State-owned energy companies from NTPC to Indian Oil Corporation also plan to introduce green hydrogen, with foreign ministry official Prabhat Kumar saying last year that it can become “our main source of energy”.
Much of the money in the new programme will go towards subsidising production of the electrolysers, the machines that extract hydrogen from water. India aims to create production capacity of 5mn metric tonnes per year. It will also mandate usage quotas for industries such as fertilisers and oil refining to drum up demand, while creating coastal “hydrogen hubs” to facilitate exports.
It is also focusing squarely on green hydrogen as opposed to the so-called “blue” hydrogen also promoted elsewhere, which is made from fossil fuels but where carbon emissions are captured before entering the atmosphere. Blue hydrogen is currently cheaper, but global demand for truly green hydrogen is expected to grow, says Jagabanta Ningthoujam, a principal with think-tank RMI India.

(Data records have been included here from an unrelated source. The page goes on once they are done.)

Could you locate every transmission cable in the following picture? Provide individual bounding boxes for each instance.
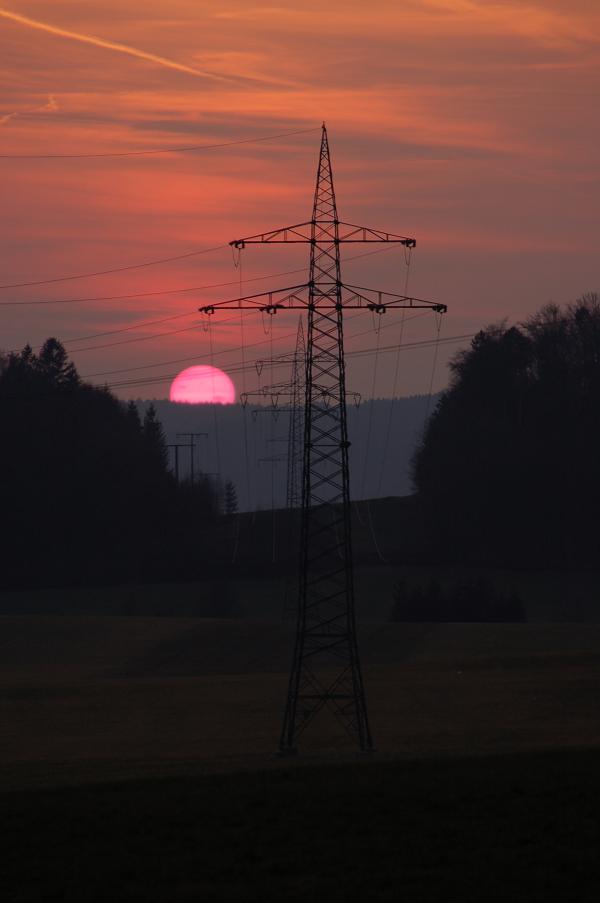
[81,321,280,378]
[376,245,412,496]
[0,244,228,291]
[3,309,201,356]
[5,333,471,398]
[238,257,254,514]
[207,319,223,507]
[0,239,396,305]
[77,309,447,381]
[355,305,390,563]
[232,245,250,560]
[0,126,320,160]
[67,320,216,353]
[358,282,414,563]
[62,304,285,353]
[424,312,444,420]
[359,310,383,500]
[269,318,277,565]
[96,333,469,393]
[92,334,465,396]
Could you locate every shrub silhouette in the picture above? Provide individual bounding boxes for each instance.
[391,577,526,622]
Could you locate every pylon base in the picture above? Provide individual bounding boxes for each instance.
[277,747,298,758]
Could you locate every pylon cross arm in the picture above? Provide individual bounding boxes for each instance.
[336,222,416,245]
[230,220,416,246]
[230,221,313,245]
[343,283,447,313]
[199,282,445,314]
[198,284,308,314]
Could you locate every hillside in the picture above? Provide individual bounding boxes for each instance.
[136,396,435,510]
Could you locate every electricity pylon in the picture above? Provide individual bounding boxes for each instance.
[200,125,446,752]
[175,432,207,483]
[167,442,186,482]
[241,317,307,509]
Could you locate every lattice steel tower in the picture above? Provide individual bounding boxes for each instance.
[199,125,446,752]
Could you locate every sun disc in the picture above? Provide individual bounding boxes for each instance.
[169,365,235,404]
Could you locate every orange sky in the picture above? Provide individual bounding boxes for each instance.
[1,1,599,398]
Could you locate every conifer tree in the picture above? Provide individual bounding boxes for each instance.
[36,337,79,387]
[142,402,169,472]
[224,480,238,516]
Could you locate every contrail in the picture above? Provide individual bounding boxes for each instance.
[0,92,58,125]
[0,8,236,83]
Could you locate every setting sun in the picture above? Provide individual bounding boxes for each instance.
[169,365,235,404]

But the reality so far is that India’s embryonic hydrogen push lags behind its neighbour China and others. Analysts say Beijing is already starting to dominate production of electrolysers, while the US’s tax credits for hydrogen far outstrip New Delhi’s subsidies.

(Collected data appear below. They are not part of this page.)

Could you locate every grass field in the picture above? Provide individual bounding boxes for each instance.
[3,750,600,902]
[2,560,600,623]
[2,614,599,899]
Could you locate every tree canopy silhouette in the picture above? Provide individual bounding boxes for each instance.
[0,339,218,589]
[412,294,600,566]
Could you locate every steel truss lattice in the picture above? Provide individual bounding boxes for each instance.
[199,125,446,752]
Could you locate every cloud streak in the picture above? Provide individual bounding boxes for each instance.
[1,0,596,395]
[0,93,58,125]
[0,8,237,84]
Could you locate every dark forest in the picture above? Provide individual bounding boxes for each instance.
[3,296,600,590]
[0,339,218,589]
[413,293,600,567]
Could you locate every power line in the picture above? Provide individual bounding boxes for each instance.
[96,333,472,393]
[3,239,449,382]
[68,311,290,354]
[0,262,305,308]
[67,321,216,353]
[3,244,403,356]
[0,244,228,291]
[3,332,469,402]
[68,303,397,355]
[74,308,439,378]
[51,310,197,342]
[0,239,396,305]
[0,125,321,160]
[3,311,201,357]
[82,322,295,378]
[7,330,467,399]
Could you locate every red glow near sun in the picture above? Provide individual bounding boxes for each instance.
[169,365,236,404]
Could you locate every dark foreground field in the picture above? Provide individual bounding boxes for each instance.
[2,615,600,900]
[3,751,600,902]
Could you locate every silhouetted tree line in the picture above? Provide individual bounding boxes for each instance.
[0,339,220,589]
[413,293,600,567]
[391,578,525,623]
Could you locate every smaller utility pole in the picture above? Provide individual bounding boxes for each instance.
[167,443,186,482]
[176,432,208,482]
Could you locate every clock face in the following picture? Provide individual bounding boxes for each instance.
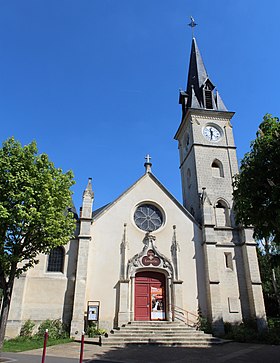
[203,125,221,141]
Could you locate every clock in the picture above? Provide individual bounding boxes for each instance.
[203,125,221,142]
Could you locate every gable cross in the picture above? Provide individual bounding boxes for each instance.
[145,154,152,164]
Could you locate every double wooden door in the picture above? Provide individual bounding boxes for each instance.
[134,271,166,321]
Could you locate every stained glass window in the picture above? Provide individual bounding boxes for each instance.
[134,204,163,232]
[47,246,64,272]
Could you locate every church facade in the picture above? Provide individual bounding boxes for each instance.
[6,36,266,338]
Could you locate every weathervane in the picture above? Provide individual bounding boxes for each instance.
[188,16,197,37]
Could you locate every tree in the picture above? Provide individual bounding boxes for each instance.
[0,138,76,349]
[233,114,280,315]
[233,114,280,246]
[257,241,280,316]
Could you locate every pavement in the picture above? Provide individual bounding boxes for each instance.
[0,341,280,363]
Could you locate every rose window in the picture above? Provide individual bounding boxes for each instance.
[134,204,163,232]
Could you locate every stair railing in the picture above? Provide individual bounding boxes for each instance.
[169,304,198,328]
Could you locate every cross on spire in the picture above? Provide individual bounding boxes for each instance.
[188,16,197,37]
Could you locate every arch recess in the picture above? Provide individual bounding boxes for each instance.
[214,199,230,227]
[211,159,224,178]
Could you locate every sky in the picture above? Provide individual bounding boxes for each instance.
[0,1,279,211]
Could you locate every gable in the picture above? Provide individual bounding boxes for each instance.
[92,172,198,226]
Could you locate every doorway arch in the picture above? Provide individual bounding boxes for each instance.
[134,271,166,321]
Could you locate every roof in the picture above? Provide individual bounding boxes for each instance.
[180,37,229,113]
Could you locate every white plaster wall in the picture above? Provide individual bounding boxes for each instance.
[85,173,203,330]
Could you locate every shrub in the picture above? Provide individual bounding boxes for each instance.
[20,320,35,337]
[223,319,280,345]
[86,322,106,338]
[36,319,68,339]
[19,319,35,338]
[197,309,212,334]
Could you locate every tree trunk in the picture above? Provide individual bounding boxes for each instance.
[0,268,16,351]
[0,290,12,350]
[272,268,280,315]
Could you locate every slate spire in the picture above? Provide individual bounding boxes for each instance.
[179,37,228,116]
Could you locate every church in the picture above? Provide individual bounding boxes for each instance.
[6,33,267,338]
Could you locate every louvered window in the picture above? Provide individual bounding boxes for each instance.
[205,90,213,109]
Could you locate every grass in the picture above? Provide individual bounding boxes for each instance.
[2,336,73,352]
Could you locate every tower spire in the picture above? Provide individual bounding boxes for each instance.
[179,27,228,116]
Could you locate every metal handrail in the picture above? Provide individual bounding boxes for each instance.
[169,304,198,327]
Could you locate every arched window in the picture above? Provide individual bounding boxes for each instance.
[47,246,65,273]
[211,159,224,178]
[215,200,230,227]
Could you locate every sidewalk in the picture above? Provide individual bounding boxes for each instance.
[1,341,280,362]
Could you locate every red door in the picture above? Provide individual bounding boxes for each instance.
[135,271,165,321]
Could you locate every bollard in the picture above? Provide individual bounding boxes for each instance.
[79,331,85,363]
[41,329,49,363]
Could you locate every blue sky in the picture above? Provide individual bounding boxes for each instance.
[0,1,279,210]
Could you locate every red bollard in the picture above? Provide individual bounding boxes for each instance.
[41,329,49,363]
[79,331,85,363]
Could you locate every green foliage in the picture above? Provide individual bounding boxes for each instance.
[36,319,68,339]
[0,137,76,348]
[257,245,280,316]
[3,318,72,352]
[267,317,280,330]
[19,319,35,337]
[196,309,212,334]
[0,137,76,278]
[223,320,280,345]
[224,321,258,342]
[233,114,280,247]
[86,322,107,338]
[2,336,73,352]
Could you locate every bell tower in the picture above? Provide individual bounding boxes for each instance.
[175,26,267,334]
[174,36,238,224]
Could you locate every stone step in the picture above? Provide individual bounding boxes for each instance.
[110,328,208,334]
[105,336,219,342]
[109,334,212,340]
[83,321,225,347]
[127,321,186,326]
[101,339,223,347]
[119,324,195,330]
[110,329,204,336]
[116,328,195,332]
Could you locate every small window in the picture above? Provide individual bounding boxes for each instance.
[47,246,65,272]
[211,159,224,178]
[225,252,233,270]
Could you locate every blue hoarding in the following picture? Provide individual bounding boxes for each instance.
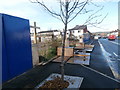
[83,33,90,43]
[2,14,33,82]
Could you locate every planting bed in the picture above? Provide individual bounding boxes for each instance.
[35,73,83,89]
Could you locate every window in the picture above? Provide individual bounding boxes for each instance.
[73,31,74,33]
[78,30,80,33]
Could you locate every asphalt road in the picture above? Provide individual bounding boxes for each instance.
[98,38,120,80]
[2,39,120,89]
[99,39,119,55]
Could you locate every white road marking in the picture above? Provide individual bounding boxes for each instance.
[80,64,120,83]
[113,52,118,57]
[113,52,120,61]
[109,41,120,46]
[98,40,120,80]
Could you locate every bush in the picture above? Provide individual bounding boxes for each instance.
[46,47,56,60]
[69,45,76,47]
[39,38,62,62]
[39,47,57,62]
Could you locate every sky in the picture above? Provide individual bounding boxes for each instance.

India has other advantages, including benefiting from some of the world’s lowest renewable electricity prices, which is one of the main costs in hydrogen production. It also has a large domestic market. The most plausible early use cases for green hydrogen in India include refining, as companies such as Reliance use the gas to convert crude oil into fuel products. It can also be turned into ammonia, an imported fertiliser.
Elsewhere, hydrogen use remains more distant. Replacing coking coal in the steelmaking process in India is one of the most compelling use cases. But Abhishek Malhotra, an assistant professor at the Indian Institute of Technology Delhi, says he expects it will be at least a decade until Indian steelmakers are ready to start using green hydrogen.

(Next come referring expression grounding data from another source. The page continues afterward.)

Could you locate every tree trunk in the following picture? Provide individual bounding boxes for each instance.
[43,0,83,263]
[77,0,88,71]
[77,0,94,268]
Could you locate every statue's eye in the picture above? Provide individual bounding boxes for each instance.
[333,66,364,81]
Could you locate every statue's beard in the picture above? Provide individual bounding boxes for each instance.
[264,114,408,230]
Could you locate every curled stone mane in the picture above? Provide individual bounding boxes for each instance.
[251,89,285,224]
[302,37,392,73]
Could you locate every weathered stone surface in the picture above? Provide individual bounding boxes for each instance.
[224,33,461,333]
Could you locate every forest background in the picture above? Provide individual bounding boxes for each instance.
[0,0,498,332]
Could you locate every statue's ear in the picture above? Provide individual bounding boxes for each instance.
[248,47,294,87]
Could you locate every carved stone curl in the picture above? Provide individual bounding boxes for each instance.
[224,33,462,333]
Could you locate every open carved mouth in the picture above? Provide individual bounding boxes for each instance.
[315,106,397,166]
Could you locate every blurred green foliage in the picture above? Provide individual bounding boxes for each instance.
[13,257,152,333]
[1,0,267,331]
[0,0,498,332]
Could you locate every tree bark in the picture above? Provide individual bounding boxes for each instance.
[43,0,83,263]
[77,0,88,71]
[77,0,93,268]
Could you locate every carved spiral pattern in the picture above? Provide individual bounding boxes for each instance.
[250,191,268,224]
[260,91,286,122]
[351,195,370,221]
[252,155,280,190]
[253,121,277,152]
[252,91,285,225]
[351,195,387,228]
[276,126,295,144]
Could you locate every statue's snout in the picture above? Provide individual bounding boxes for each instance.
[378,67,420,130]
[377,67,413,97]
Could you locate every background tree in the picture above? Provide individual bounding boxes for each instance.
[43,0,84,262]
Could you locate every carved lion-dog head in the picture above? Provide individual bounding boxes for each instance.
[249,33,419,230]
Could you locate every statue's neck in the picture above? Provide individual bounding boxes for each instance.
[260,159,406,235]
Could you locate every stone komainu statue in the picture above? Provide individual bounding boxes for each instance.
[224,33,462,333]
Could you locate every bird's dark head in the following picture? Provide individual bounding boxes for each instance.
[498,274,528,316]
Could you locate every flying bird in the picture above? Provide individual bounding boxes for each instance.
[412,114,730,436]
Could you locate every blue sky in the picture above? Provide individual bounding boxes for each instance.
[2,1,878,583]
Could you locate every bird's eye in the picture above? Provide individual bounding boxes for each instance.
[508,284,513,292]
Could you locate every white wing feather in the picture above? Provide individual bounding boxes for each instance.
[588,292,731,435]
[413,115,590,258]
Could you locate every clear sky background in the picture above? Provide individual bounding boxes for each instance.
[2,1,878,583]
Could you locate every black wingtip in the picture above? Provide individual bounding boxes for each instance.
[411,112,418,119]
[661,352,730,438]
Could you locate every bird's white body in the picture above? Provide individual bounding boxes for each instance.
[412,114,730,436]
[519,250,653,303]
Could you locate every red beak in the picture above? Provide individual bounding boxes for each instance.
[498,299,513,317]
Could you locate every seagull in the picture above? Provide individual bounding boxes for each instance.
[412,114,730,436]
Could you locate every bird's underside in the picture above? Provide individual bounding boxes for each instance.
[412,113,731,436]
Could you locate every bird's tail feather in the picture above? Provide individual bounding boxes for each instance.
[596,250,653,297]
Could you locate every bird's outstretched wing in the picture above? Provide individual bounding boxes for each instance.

The most ambitious target is for India to become a leading hydrogen exporter. This is less likely in the foreseeable future. But India could start by selling to neighbours such as Bangladesh or Sri Lanka to meet their future green hydrogen needs. State companies such as Indian Oil Corporation are well established regionally, while newcomers such as Adani are also investing. Reliance, too, is a massive exporter of fuel products.
Critics of polluting conglomerates like the Adani Group, for example, accuse it of “greenwashing” for touting its renewable pledges while simultaneously building up one of the world’s largest coal businesses. They do, however, have the scale, financial clout and government backing to move quickly in strategic areas. And Vibhuti Garg, South Asia director at the Institute for Energy Economics and Financial Analysis, says these companies need emerging areas like green hydrogen to stay relevant.
Like others across the sector, Garg welcomes the government’s new policies but remains level-headed about what India can expect to achieve. “The outlay is not sufficient, but it’s sufficient enough to give investors confidence that there’s seriousness from the government,” she said. “For a change, we’re not just thinking for the next four or five years.”